Chalking up a new debt
Alberta teachers have an "unfunded liability" in their pension plan that goes all the way back to the plan's inception in 1939. How it's dealt with is now a $6.4 billion question.
Like many "defined benefit" pension plans, the teachers' pension plan started out much like a pyramid scheme. Those who were at the top (ie. those who retired right after the pension plan started) barely paid in anything before collecting their pensions. Those at the bottom of the pyramid (ie. new teachers) saw the money they paid into the plan used immediately to pay existing pensioners. And the cycle continued.
For many years the Alberta government use a "pay-as-you-go" model for teacher pensions (the same model used by the CPP for many years), not paying into a savings fund, but rather paying out directly to retirees. This, combined with major improvements to pension benefits (including the ability to retire earlier) without the needed increases to teacher contribution rates, led to a large unfunded liability.
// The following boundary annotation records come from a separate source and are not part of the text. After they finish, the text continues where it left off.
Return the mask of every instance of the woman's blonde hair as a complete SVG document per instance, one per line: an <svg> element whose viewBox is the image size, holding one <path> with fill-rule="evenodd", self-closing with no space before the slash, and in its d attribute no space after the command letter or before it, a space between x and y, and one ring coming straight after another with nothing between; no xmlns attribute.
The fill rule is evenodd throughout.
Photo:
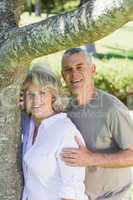
<svg viewBox="0 0 133 200"><path fill-rule="evenodd" d="M45 64L35 65L29 72L23 82L22 88L26 92L31 84L36 84L42 90L50 91L54 97L52 108L56 113L65 110L68 99L62 90L62 85L56 74Z"/></svg>

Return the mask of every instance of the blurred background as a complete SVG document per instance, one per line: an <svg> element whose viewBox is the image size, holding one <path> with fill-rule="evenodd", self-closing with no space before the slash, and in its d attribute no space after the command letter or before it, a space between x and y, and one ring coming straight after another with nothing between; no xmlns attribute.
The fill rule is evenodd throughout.
<svg viewBox="0 0 133 200"><path fill-rule="evenodd" d="M87 0L25 0L20 26L38 22L47 17L71 11ZM95 84L113 95L133 110L133 22L129 22L95 44L83 46L93 55L97 66ZM36 62L48 62L60 74L63 51L40 57Z"/></svg>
In 1992, the Alberta Teachers' Association (ATA) and the Alberta government sat down to talk about the issue. The ATA, on behalf of teachers, agreed to accept one-third of the pre-1992 unfunded liability as their debt. The Alberta government, on behalf of taxpayers, agreed to accept two-thirds of the pre-1992 unfunded liability.
It's estimated the pre-1992 unfunded liability is currently sitting at a combined $6.4 billion. However, and importantly, this is two debts. Teachers have a debt of $2.1 billion and taxpayers have a debt of $4.3 billion.
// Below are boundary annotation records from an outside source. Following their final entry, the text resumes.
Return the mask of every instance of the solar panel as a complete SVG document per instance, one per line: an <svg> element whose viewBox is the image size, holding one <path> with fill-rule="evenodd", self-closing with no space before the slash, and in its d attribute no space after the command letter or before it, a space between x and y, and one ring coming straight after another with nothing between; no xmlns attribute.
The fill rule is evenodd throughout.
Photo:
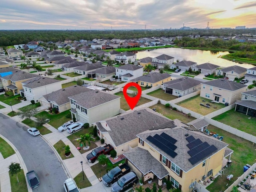
<svg viewBox="0 0 256 192"><path fill-rule="evenodd" d="M196 140L196 139L195 139L195 138L192 135L190 135L189 137L186 137L186 139L188 142L189 143L192 142L194 140Z"/></svg>
<svg viewBox="0 0 256 192"><path fill-rule="evenodd" d="M194 140L192 142L190 142L188 144L187 144L187 146L189 149L192 149L192 148L198 146L203 142L199 139L197 139L196 140Z"/></svg>
<svg viewBox="0 0 256 192"><path fill-rule="evenodd" d="M171 137L170 136L168 135L165 133L162 133L162 134L160 135L160 136L164 138L165 139L169 141L169 142L170 142L173 144L175 144L176 142L177 142L177 140L176 140L174 138Z"/></svg>
<svg viewBox="0 0 256 192"><path fill-rule="evenodd" d="M196 155L198 153L202 151L206 148L207 148L210 146L210 145L207 142L204 142L197 147L193 148L188 152L188 153L189 154L190 156L192 157L194 155Z"/></svg>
As part of the 1992 deal, both parties agreed on a payment plan that would see the debt retired by 2060. It's estimated if both parties continue to slowly pay-off this debt the total cost will amount to $45 billion ($15 billion for teachers, $30 billion for taxpayers) by the year 2060. This, some argue, is the reason why the government should pay-off its portion of the debt sooner, rather than later. Doing so may make sense if early payment penalties are lower than the long-term debt servicing costs.
But here's the rub. The ATA says the government should pay-off the teachers $2.1 billion share of the debt as well.
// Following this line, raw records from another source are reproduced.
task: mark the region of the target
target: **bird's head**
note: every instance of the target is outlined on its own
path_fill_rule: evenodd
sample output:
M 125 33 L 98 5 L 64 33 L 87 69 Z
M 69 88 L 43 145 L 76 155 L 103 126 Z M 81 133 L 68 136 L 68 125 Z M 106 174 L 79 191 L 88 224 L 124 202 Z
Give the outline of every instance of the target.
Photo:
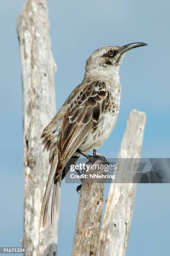
M 95 72 L 94 69 L 102 70 L 119 69 L 123 57 L 127 51 L 147 45 L 145 43 L 133 43 L 122 46 L 108 46 L 95 51 L 86 62 L 86 71 Z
Asking taxpayers to cover the teachers' portion of the unfunded pension debt is a very hard sell, especially considering less than 33 per cent of all Canadians have employer-provided pensions, and even less would have "defined benefit" pension plans like the teachers enjoy.
In fact, "defined benefit" pension plans have been on their way out in the private sector, mainly due to their large unfunded liabilities. Many have been replaced with "defined contribution" plans instead, where employers match employee contributions dollar for dollar into a retirement savings plan.
But, in order for taxpayers to even fathom a re-negotiation of the 1992 deal (which could cost Albertans $600 each), teachers would have to offer something very, very substantial in return.
In 2002, then Learning Minister, Dr. Lyle Oberg offered, on behalf of taxpayers, to take on the teachers' portion of the debt in return for ten years of labour peace. Incredibly, teachers rejected the offer. An offer that would have expired in 2012, 48 years sooner than the teachers are going to be able to pay-off the debt on their own.
As if the 2002 offer wasn't generous enough, the new Education Minister, at the direction of Premier Stelmach, has appointed a new task force to once again examine the potential of taxpayers taking on the teachers' debt.
It's puzzling why Premier Stelmach would have ever agreed to proactively re-examine this issue. The ATA already indicated the 2002 offer was unacceptable - a deal where teachers clearly were the winners. It's doubtful they're now willing to offer anything more.
Premier Stelmach should certainly entertain offers, but he must remember: this is not taxpayers' debt, it is teachers' debt.
He is in no way obligated to re-negotiate the 1992 agreement, it still stands today. Any offer from the teachers that doesn't put taxpayers in a significantly better position, must be rejected.